Why Data is Important for Teachers

Instruction, Leadership, Teaching

Over the years schools have evolved in the use of data. As our understanding of data grows we are more able to meet the needs of our students. Data, in the form of assessments, anecdotal records on student learning activities and even information on out of school events, can be used effectively to improve student learning.

The important aspect of data is getting it into the hands of teachers. This is essential because effective teachers use data to help understand their students, their progress and direct students to understand where they are going. However, collecting data is only a part of the learning process.

One of the significant barriers to data is teachers’ understanding of data. It is the role of an effective leadership team is to help teachers understand the data given to them. Once teachers understand what the data is and what it can do for them, then it becomes a powerful tool for improving learning. Just as important (if not more important) is that students also understand the data.

Students need to know where they are in the learning cycle and they need to know what they are working towards. Expert teachers provide examples of the end point and guide their students towards the benchmark standard.

What data do teachers need?
Teachers need to know their students. This is more than just their academic ability. It includes the social and behavioural needs. Teachers also need to know where the students’ are heading in their learning. An understanding of the syllabus to enable effective planning to take place. Guiding students learning towards key learning targets requires a deep knowledge of both curricula and where the student is.

Data and Planning for Learning
Teachers use data to make judgments about what students should be learning and how to get there.

Teachers need to have a clear understanding of what performance standards are. Furthermore this understanding must be consistent across the grade to ensure what constitutes an ‘A’ in one classroom is the same in another. To achieve this effective moderation of work samples between teachers is essential. Together with standardised testing benchmarks and class based assessments, teachers use many data sources to help make informed decisions on student learning.

Once student standards are identified the next step is to plan for differentiated learning.

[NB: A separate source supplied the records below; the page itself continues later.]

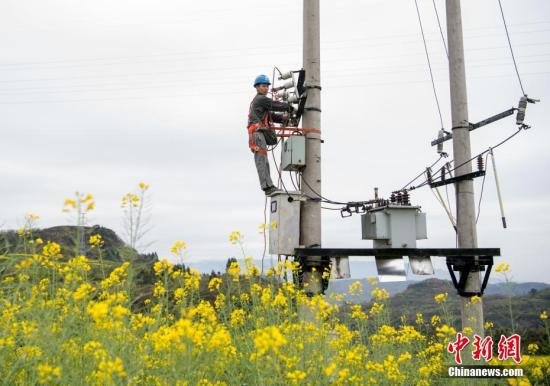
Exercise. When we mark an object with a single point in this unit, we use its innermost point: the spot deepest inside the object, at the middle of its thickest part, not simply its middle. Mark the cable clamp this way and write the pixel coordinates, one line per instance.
(462, 126)
(312, 109)
(316, 86)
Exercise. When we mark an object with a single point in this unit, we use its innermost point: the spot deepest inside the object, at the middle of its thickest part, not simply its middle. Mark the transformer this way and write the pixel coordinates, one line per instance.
(284, 232)
(294, 153)
(396, 226)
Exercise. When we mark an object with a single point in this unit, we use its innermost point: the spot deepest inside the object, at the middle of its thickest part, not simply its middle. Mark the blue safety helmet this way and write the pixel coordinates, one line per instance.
(261, 79)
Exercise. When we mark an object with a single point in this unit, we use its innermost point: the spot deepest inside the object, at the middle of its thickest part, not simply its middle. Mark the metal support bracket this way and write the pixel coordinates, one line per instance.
(463, 260)
(462, 177)
(473, 126)
(465, 265)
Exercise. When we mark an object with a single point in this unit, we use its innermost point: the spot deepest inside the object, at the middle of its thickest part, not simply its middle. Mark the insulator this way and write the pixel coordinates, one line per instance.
(283, 95)
(440, 135)
(293, 98)
(522, 106)
(406, 198)
(429, 175)
(480, 163)
(287, 85)
(285, 75)
(282, 114)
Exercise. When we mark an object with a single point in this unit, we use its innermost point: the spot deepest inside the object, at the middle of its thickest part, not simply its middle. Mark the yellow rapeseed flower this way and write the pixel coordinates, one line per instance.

Why classroom teachers use data
Data is collected from a variety of sources to:

  • determine specific learning deficiencies for individual students and to inform planning for individual student targeted learning
  • see how well concepts have being taught and to identify which concepts that need revision
  • collect evidence of student achievement to be used in reporting
  • tailor teaching to the specific needs of students
  • identify students that need additional support, and most importantly
  • allow teachers to reflect on their own teaching practice

Data offers teachers the evidence they need to make effective decisions about student learning.